Le nom bicyclette a été diffusé par la presse sportive parisienne mais aussi par les frères Gauthier qui fabriquèrent la première bicyclette française à Saint-Étienne. Une publicité pour l’Agence générale vélocipédique publiée dans Le Cycliste Forézien N°1 du 1er février 1887 et intitulée « ROVERS OU BICYCLETTES » corrobore l’emploi de bicycletteRover sera rapidement abandonné en français mais il restera employé dans l’est de l’Europe. L’adoption rapide par les Français du mot bicyclette a été probablement favorisée par sa connotation hypocoristique 

Si le mot bicyclette n’est pas attesté en français avant l’apparition du nom de marque anglaise The Bicyclette, cela ne prouve pas qu’il n’ait pas existé oralement avant. L’absence de preuve n’est pas une preuve d’absence. Et on ne peut exclure définitivement que bicyclette n’ait pu être employé oralement en France pour désigner un nouveau bicycle, comme par exemple le véhicule à propulsion arrière lancé dans les années 1870 par Viarengo de Forville.

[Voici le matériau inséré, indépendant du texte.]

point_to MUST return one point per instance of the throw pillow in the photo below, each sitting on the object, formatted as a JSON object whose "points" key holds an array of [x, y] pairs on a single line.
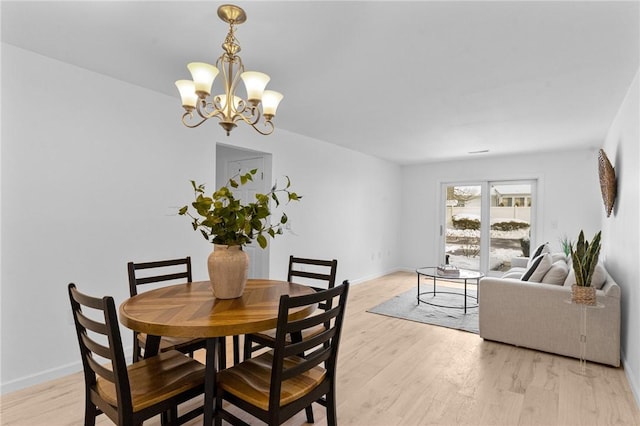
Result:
{"points": [[557, 273], [538, 268], [555, 257]]}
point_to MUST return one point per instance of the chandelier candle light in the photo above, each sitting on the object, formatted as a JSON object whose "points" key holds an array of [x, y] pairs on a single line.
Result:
{"points": [[195, 93]]}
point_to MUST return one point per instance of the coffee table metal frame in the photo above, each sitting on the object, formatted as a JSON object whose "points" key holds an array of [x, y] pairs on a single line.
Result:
{"points": [[464, 275]]}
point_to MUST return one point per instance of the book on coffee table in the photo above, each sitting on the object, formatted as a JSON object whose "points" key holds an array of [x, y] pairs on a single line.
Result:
{"points": [[448, 270]]}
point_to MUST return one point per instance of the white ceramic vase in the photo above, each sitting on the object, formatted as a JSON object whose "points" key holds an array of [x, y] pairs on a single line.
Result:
{"points": [[228, 271]]}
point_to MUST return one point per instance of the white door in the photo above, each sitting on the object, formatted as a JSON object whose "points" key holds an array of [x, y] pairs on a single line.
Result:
{"points": [[258, 257]]}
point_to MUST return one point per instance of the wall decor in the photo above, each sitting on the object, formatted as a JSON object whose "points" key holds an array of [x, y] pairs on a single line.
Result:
{"points": [[608, 183]]}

A l’opposé, The Bicyclette peut très bien avoir été un mot anglais formé à partir du nom français bicycle car le diminutif d’origine française –ette avait été adopté pour la formation de noms en anglais dès le XIXe siècle.

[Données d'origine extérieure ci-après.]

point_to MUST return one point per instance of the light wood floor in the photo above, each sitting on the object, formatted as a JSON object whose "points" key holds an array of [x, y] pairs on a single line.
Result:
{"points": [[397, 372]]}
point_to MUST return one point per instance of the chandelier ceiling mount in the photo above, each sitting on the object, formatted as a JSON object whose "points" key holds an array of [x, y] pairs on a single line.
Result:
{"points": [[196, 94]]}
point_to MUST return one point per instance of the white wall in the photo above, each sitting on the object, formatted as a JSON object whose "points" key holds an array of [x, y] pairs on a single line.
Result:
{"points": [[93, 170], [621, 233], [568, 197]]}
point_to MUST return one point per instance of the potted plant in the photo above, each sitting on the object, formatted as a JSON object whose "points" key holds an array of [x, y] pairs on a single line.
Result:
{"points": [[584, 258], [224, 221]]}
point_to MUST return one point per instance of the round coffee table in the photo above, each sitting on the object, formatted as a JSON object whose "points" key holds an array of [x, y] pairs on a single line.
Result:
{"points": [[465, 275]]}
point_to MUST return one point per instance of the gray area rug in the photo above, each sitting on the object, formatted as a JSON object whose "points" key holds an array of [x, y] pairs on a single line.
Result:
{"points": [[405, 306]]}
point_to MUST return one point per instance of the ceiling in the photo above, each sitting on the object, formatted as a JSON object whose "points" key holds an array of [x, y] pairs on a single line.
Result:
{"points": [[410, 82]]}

Mais, quelque soit l’hypothèse retenue, The Bicyclette n’aurait-il pas été ressenti comme un nom d’origine française de même que The Facile ou The Premier (Racer) ?

Source : The King of the Road de Andrew Ritchie 

Brouette, nom issu de beroue signifiant deux roues, est un doublet étymologique de bicyclette. Pourquoi n’a-t-il pas été repris au XIXe siècle  pour cette dernière ? D’abord, brouette désignait au moins un autre véhicule, celui à une roue et brancards ; mais peut-être aussi parce que l’usage des vélocipèdes, bicycles puis bicyclettes, et de leur dénomination, était initialement réservé aux classes aisées, sans contact fréquent avec les couches populaires : il n’y avait plus de cocher ou de porteur pour ces nouveaux véhicules. Et les termes utilisés seront tous issus de la langue savante basée sur des racines grecques et latines. Seul, les noms clou et  bécane feront exception mais ils resteront dans le registre familier. Bécane fût cependant employé deux fois par Proust qui n’utilisait que le nom bicyclette, mais c’est dans la bouche d’Albertine, «une jeune fille pauvre, peu cultivée mais intelligente ».